CRA sort-of clarifies when tax dispute resolution fees become deductible
S. 60(o) provides a deduction for professional fees incurred in "preparing," instituting or prosecuting an objection or appeal "in relation to" an income tax assessment. CRA states that generally "a taxpayer can deduct professional fees from the moment when he or she is informed by the CRA that his or her income or tax for a taxation year will be revised," which suggests that CRA does not consider that costs dealing with a 30-day letter would generally be deductible under s. 60(o).
As for the deductibility under general (ss. 9 and 18(1)(a)) principles of professional fees incurred in connection with a voluntary disclosure, CRA states that "professional fees incurred in this context are not intended to produce income, because the VD instead permits a taxpayer to correct omissions made in the context of dealings with the CRA. Consequently, the deduction of the professional fees incurred in this context is restricted by paragraph 18(1)(a). However… expenses of preparing the tax returns, could be deductible."
This is questionable. The taxpayer in the Egg Marketing case (65302) did not pay its fine for an income-producing purpose, but the fine nonetheless was deductible because the conduct which triggered the fine was business-oriented. Similarly, the belated reporting of business income arises as a result of the process of having generated that income in the first place.
Neal Armstrong. Summaries of 17 October 2014 T.I. 2014-0532121E5 F under s. 60(o) and s. 18(1)(a) – legal fees.
CRA rules that a corporation can issue DSUs which indirectly track units through the use of tracking shares
The safe harbor in Reg. 6801(d) for deferred share unit plans is restricted to DSUs issued by a corporate employer or related corporation which are based on the fair market value of shares of a corporation in the group.
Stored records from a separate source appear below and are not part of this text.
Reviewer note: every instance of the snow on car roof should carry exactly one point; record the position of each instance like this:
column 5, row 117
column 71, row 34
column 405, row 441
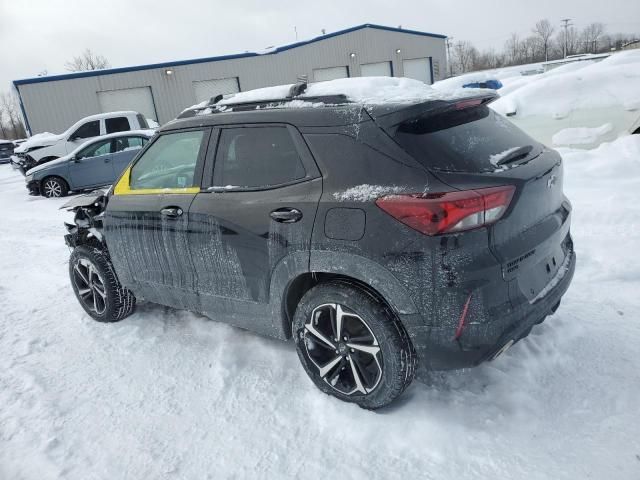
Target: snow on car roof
column 363, row 90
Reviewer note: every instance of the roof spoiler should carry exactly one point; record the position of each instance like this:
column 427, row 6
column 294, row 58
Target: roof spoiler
column 389, row 117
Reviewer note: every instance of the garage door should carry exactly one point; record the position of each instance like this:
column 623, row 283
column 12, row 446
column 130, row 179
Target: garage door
column 331, row 73
column 205, row 89
column 418, row 68
column 380, row 69
column 136, row 99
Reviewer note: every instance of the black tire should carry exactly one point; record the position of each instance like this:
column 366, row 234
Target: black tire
column 54, row 187
column 395, row 358
column 99, row 293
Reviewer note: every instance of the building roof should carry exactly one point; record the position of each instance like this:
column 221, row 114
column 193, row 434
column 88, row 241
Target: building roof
column 110, row 71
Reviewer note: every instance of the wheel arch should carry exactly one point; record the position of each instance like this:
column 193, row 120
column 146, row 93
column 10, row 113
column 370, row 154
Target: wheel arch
column 288, row 286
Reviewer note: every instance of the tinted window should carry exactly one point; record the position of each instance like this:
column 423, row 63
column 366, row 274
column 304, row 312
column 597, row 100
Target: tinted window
column 124, row 144
column 88, row 130
column 462, row 140
column 257, row 157
column 142, row 121
column 95, row 150
column 117, row 124
column 169, row 163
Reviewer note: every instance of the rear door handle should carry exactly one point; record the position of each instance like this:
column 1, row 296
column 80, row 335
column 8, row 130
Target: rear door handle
column 286, row 215
column 171, row 212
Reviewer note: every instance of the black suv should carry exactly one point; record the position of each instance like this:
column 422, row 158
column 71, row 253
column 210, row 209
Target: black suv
column 386, row 239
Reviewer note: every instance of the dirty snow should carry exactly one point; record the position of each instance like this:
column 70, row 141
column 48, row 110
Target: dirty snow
column 167, row 394
column 365, row 192
column 610, row 82
column 581, row 135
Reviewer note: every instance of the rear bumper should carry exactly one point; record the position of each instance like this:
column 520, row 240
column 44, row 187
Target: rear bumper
column 438, row 349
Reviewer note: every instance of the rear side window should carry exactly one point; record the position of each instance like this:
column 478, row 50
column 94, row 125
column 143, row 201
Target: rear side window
column 88, row 130
column 169, row 163
column 142, row 121
column 257, row 157
column 117, row 124
column 124, row 144
column 467, row 140
column 97, row 149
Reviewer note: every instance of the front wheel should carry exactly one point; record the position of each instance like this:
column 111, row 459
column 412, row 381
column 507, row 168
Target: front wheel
column 53, row 187
column 96, row 286
column 352, row 346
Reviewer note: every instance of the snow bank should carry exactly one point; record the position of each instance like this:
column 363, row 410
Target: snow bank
column 611, row 82
column 581, row 135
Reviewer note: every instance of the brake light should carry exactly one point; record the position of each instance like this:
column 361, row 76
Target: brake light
column 438, row 213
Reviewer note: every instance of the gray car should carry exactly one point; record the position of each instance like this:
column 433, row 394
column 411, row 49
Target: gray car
column 95, row 163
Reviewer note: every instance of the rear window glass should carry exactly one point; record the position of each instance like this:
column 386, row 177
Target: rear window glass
column 468, row 140
column 117, row 124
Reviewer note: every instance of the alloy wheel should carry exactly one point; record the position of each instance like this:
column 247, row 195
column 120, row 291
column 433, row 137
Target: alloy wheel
column 91, row 288
column 344, row 349
column 52, row 188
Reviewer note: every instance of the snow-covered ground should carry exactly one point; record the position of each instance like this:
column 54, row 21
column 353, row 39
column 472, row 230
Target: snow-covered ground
column 169, row 394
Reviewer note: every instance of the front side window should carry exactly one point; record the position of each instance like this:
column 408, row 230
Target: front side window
column 257, row 157
column 169, row 163
column 95, row 150
column 125, row 144
column 117, row 124
column 88, row 130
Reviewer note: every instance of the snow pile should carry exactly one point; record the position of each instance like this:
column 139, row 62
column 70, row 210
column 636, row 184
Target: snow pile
column 611, row 82
column 167, row 394
column 581, row 135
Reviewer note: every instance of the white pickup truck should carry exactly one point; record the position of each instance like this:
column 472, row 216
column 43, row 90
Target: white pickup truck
column 44, row 147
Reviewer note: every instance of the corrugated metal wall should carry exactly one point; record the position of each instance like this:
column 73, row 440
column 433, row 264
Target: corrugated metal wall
column 55, row 105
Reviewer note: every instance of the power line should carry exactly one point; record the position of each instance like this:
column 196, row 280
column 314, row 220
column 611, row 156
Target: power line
column 449, row 40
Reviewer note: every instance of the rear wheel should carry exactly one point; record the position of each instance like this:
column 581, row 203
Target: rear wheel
column 53, row 187
column 96, row 286
column 352, row 346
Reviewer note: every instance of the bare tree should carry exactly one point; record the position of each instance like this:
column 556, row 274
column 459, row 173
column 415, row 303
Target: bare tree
column 464, row 55
column 590, row 36
column 544, row 30
column 87, row 60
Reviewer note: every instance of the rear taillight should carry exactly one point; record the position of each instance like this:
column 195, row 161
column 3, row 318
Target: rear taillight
column 437, row 213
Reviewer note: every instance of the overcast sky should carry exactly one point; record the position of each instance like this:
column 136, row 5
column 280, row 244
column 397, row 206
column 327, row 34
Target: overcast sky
column 37, row 35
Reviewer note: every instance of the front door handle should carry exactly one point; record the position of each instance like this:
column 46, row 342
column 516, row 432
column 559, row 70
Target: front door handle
column 286, row 215
column 171, row 212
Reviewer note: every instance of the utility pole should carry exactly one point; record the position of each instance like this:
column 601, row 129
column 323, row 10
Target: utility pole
column 566, row 25
column 449, row 41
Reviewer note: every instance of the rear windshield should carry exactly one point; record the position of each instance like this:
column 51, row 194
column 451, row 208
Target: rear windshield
column 468, row 140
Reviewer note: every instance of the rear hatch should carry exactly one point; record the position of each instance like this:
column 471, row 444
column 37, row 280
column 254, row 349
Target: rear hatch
column 468, row 146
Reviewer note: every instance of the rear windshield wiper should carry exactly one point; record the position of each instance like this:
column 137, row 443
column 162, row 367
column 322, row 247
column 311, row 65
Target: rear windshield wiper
column 515, row 154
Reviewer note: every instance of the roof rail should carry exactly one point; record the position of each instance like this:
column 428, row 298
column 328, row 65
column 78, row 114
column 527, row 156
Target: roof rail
column 294, row 94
Employees of a public corporation managed a publicly listed LP of which a corporate subsidiary was the GP. CRA ruled that the corporation could get around the share restriction by having a Newco subsidiary issue a few tracking shares (i.e., shares which were redeemable and retractable for the trading price of the LP units) and then issuing DSUs to the managing employees which, in turn, tracked the tracking shares.
Neal Armstrong. Summary of 2014 Ruling 2012-0457101R3 under Reg. 6801(d).